Weitere Informationen

The aim of the paper is twofold. First to examine the role of the board of directors in facilitating the adoption of AI and ML in Saudi Arabian banking sector. Second, to explore the effectiveness of artificial intelligence and machine learning in protection of Saudi Arabian banking sector from cyberattacks. A qualitative research approach was applied using in-depth interviews with 17 board of directors from prominent Saudi Arabian banks. The present study highlights both the opportunities and challenges of integrating artificial intelligence and machine learning advanced technologies in this highly regulated industry. Findings reveal that advanced artificial intelligence and machine learning technologies offer substantial benefits, particularly in areas like threat detection, fraud prevention, and process automation, enabling banks to meet regulatory standards and mitigate cyber threats efficiently.

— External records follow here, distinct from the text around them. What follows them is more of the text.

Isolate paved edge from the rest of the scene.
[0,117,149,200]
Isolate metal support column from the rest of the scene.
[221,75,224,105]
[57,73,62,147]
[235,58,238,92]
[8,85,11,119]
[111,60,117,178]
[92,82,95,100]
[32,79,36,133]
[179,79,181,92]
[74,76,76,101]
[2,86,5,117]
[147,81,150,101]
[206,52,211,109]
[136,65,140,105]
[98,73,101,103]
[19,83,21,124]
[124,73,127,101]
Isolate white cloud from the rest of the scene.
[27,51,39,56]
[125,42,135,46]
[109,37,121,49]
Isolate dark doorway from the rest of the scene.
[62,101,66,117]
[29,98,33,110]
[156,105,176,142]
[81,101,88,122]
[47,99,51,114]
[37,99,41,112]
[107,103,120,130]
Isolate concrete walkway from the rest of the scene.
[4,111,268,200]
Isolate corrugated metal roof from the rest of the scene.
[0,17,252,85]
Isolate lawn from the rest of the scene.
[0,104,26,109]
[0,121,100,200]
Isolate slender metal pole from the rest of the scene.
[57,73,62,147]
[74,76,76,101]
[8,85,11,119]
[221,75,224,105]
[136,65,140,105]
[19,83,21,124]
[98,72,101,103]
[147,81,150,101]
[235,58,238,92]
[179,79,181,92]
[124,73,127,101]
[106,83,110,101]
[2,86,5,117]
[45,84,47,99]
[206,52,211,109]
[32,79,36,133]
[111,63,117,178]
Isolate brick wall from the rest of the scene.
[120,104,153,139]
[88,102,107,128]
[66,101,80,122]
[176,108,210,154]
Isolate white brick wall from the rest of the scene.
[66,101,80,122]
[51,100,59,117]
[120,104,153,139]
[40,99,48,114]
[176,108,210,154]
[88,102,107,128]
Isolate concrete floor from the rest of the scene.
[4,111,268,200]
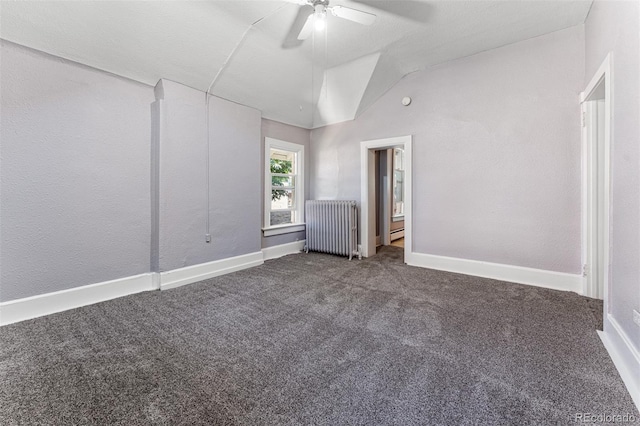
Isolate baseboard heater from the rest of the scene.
[304,200,362,260]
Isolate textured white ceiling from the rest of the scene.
[0,0,592,128]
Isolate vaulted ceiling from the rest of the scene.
[0,0,592,128]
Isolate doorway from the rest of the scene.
[581,57,611,302]
[360,135,412,263]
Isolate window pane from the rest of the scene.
[270,211,295,226]
[269,148,297,174]
[271,176,296,186]
[271,189,295,210]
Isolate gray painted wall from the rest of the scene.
[154,80,262,271]
[260,118,311,248]
[0,41,153,302]
[311,26,584,273]
[584,0,640,350]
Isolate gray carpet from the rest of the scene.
[0,247,640,425]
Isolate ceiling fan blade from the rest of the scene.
[344,0,433,23]
[329,6,376,25]
[298,13,314,40]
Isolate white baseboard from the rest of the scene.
[0,273,153,325]
[262,240,306,260]
[390,228,404,241]
[160,251,264,290]
[598,314,640,411]
[406,253,582,294]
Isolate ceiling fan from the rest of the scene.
[287,0,376,40]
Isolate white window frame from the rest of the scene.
[262,138,305,237]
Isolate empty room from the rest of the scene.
[0,0,640,425]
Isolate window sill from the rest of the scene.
[262,223,305,237]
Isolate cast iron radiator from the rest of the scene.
[304,200,362,260]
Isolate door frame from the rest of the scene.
[360,135,413,263]
[580,54,613,302]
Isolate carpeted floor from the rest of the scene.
[0,247,640,425]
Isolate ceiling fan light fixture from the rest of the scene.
[313,4,327,31]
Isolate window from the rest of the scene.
[263,138,304,236]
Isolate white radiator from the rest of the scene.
[305,200,362,260]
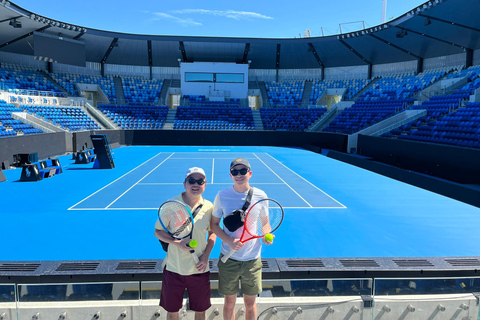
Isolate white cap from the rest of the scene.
[185,167,207,180]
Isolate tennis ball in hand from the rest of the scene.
[188,240,198,248]
[265,233,273,242]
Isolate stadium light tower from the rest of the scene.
[382,0,387,23]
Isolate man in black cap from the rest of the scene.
[211,158,271,320]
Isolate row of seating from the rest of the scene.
[0,100,43,138]
[260,107,327,131]
[173,104,255,130]
[265,80,305,107]
[20,105,101,132]
[122,77,163,104]
[310,79,371,105]
[98,105,168,130]
[0,66,62,95]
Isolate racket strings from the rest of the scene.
[245,200,283,236]
[160,202,192,237]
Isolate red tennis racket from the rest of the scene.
[222,199,284,263]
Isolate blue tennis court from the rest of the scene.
[0,146,480,261]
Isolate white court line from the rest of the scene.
[138,182,285,186]
[106,152,175,209]
[265,153,347,209]
[71,207,343,211]
[253,153,312,208]
[170,157,257,160]
[67,152,162,210]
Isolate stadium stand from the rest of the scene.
[382,66,480,148]
[0,64,63,96]
[260,107,327,131]
[0,100,43,138]
[21,105,101,132]
[122,77,163,105]
[98,105,168,130]
[173,105,254,130]
[50,73,117,103]
[265,80,305,107]
[310,79,371,105]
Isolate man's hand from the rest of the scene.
[227,237,243,251]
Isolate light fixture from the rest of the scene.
[395,30,408,38]
[9,19,22,28]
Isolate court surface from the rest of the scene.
[0,146,480,261]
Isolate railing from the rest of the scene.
[0,278,479,320]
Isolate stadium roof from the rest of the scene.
[0,0,480,69]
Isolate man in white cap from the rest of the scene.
[211,158,272,320]
[155,167,216,320]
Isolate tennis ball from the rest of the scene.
[265,233,273,242]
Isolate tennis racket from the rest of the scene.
[158,200,199,264]
[222,199,284,263]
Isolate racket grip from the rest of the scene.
[222,249,235,263]
[190,250,200,264]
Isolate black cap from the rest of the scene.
[230,158,250,170]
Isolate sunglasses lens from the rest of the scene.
[188,178,205,186]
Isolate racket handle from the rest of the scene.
[190,250,200,264]
[222,249,235,263]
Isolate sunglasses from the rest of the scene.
[185,178,205,186]
[230,168,249,177]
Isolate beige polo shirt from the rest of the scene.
[155,194,213,275]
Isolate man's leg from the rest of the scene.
[223,294,237,320]
[167,312,178,320]
[243,294,257,320]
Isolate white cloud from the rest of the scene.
[172,9,273,20]
[152,12,202,27]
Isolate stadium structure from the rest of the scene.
[0,0,480,320]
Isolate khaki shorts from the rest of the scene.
[218,254,262,296]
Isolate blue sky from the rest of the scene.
[12,0,425,38]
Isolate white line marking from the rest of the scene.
[171,157,256,160]
[138,182,285,186]
[71,207,343,211]
[253,153,312,207]
[106,152,175,209]
[265,153,347,209]
[67,152,166,210]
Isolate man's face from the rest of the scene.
[183,173,207,196]
[230,164,252,185]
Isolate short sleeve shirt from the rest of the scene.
[155,194,213,275]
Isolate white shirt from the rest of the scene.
[212,186,267,261]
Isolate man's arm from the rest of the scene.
[154,229,191,251]
[197,231,217,272]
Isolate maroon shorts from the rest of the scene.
[160,268,211,312]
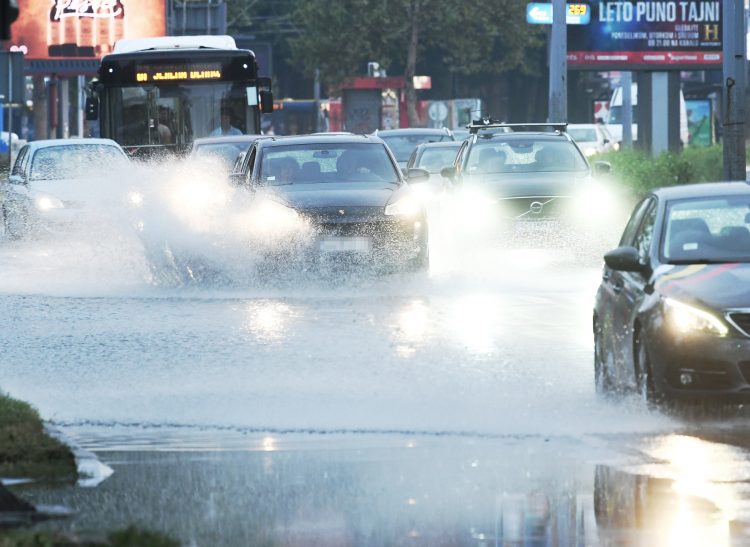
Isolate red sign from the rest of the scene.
[9,0,166,60]
[568,51,721,68]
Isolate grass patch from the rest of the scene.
[0,395,77,481]
[0,526,180,547]
[595,145,724,195]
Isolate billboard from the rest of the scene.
[9,0,166,60]
[568,0,722,70]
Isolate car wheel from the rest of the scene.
[2,205,28,239]
[406,244,430,272]
[633,331,665,407]
[594,321,613,396]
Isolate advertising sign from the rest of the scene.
[568,0,722,70]
[526,2,591,25]
[685,99,714,146]
[10,0,166,60]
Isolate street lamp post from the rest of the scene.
[548,0,568,123]
[722,0,747,180]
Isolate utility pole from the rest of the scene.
[721,0,747,180]
[620,70,633,148]
[547,0,568,123]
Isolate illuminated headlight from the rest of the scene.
[664,298,729,336]
[34,195,65,211]
[128,192,143,207]
[385,196,422,217]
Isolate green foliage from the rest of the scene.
[291,0,544,85]
[0,396,76,480]
[109,526,180,547]
[594,146,723,195]
[0,526,180,547]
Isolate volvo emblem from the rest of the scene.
[529,201,544,215]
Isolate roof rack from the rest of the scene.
[466,117,568,134]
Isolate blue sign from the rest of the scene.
[526,2,591,25]
[0,104,10,154]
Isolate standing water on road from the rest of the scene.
[5,157,748,545]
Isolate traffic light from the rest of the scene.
[0,0,18,41]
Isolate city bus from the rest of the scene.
[86,36,273,156]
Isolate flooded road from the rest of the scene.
[0,196,750,545]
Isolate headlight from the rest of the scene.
[34,195,65,211]
[385,196,422,217]
[664,298,729,336]
[128,192,143,207]
[250,199,300,235]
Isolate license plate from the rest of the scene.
[515,220,560,234]
[320,237,371,253]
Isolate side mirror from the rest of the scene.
[229,173,246,186]
[594,161,612,175]
[259,89,273,114]
[86,97,99,122]
[440,165,456,180]
[604,245,646,273]
[406,167,430,182]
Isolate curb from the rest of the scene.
[44,423,114,488]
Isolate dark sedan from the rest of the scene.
[232,135,429,270]
[594,182,750,402]
[190,135,263,171]
[375,127,455,168]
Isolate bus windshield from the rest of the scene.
[104,82,257,148]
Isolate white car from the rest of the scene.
[0,139,130,239]
[567,123,619,157]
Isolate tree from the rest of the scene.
[291,0,544,125]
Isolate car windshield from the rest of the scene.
[568,127,596,142]
[29,144,128,180]
[379,133,450,162]
[260,143,400,186]
[662,195,750,264]
[193,142,249,168]
[466,136,587,174]
[414,146,458,173]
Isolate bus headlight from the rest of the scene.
[664,298,729,336]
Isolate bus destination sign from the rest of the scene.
[135,63,222,83]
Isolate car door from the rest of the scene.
[615,198,657,386]
[596,198,652,384]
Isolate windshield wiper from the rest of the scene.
[669,257,750,266]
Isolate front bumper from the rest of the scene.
[648,327,750,402]
[266,210,428,270]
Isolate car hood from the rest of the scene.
[263,182,403,209]
[655,263,750,310]
[24,179,101,201]
[466,172,589,198]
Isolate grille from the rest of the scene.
[729,312,750,336]
[500,197,566,220]
[738,361,750,384]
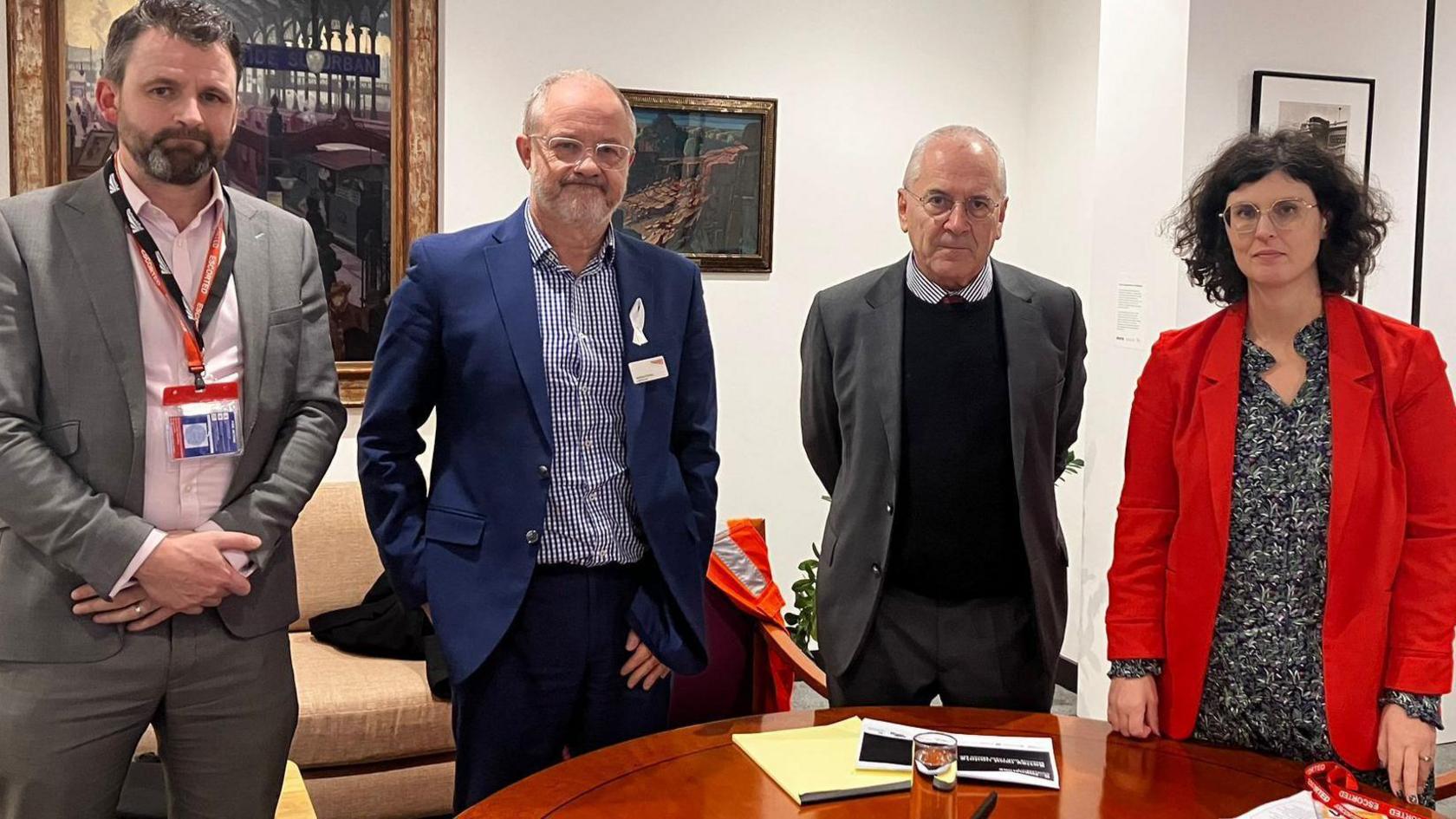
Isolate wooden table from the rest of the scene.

However, the research also identifies significant barriers, including limited technological infrastructure, a lack of cohesive artificial intelligence strategies, and ethical concerns around data privacy and algorithmic bias. Interviewees emphasized the board of directors' critical role in providing strategic direction, securing resources, and fostering partnerships with artificial intelligence technology providers. The study further highlights the importance of aligning artificial intelligence and machine learning initiatives with national development goals, such as Saudi Vision 2030, to ensure sustained growth and competitiveness. The findings from the present study offer valuable implications for policymakers in banking in navigating the complexities of artificial intelligence and machine learning adoption in financial services, particularly in emerging markets.
(Copyright © 2024 Eskandarany.)

The author declares that the research was conducted without any commercial or financial relationships that could be construed as a potential conflict of interest.